News 2990WX Threadripper Performance Regression FIXED (for certain workloads) on Windows*

IEC · Jan 3, 2019

*Thread title was originally a copy-paste from video title. Editorial comment added in parentheses.

Per Level1Techs, it appears there is a Windows kernel bug that has led to the strange results like the TR 2990X losing to the TR 2950X in some tests such as Adobe Premiere, Indigo’s Renderer, Blender, 7zip, etc. It turns out, it's mostly not a memory bandwidth issue. It's a Windows scheduler bug that burns CPU cycles unproductively with how it handles >2 NUMA nodes (possibly due to a bandaid/fix for XCC Xeons). He proves it by comparing a 2990X and Epyc 7551 on Windows and on Linux and using coreprio to manipulate the performance.

Full article:
https://level1techs.com/article/unlocking-2990wx-less-numa-aware-apps

Video:

Conclusion:
"The rumors of a memory bandwidth problem, even with 32 cores (at least in these instances), has been greatly exaggerated."

Interpretation:
With server-like CPUs now easily available for consumers, Microsoft has some catching up if they want us to run Windows rather than Linux.

Update 1/14/2019:
AMD comments on Threadripper 2 Performance and Windows Schedule (AT article by Ian Cutress)

naukkis · Jan 8, 2019

TheELF said:
Windows scheduler is not senselessly repeatedly moving around the threads,it does so to prevent stress on the TIM by making the heat distribution more uniform,also it prevents single cores from degrading over time by running at full turbo all the time,also there is no performance penalty whatsoever for normal CPUs so...win-win.

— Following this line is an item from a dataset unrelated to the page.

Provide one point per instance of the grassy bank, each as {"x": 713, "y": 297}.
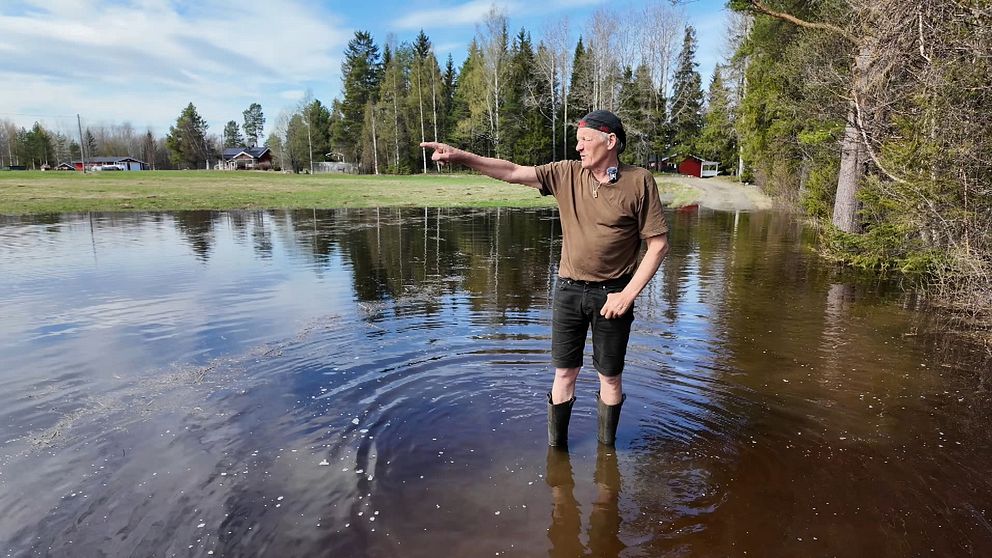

I don't know if it was really necessarily sometimes but at least now it's totally worthless and stupid thing to do. Even with Intel-systems there's preferred high-binned turbo cores which boost higher than other cores so high-priority thread has to be rant with one single core all the time. And supposedly that isn't harming anything or whole preferred turbo-core scheme is faulty.

ub4ty · Jan 8, 2019

There's nothing wrong w/ AMD's processor 1st off.
The architectural concept is known as NUMA and an OS should support it intelligently at the scheduler level. The 16+ core count threadrippers have a unique configuration indeed but NUMA stands for Non-uniform Memory Access and that just falls under another NUMA config. If Windows isn't supporting this properly, it's the issue. Windows 10 no doubt supports the power standards that differentiate a hard plugged desktop vs a mobile battery powered device. Windows scheduler is just hot garbage (period). That being said, any software that can scale to 32 cores should have the proper plugs and settings to handle NUMA configurations and core parking. Overall, the least of all problems fall on AMD. Lastly, anyone buying these processors should have known this. I avoided buying them for these very reasons. I'm not comfortable with a whole die not having direct I/O access. You're obviously going to take a performance hit and for my compute needs that'd be too much. That being said, I could never imagine running these processors on Winblows.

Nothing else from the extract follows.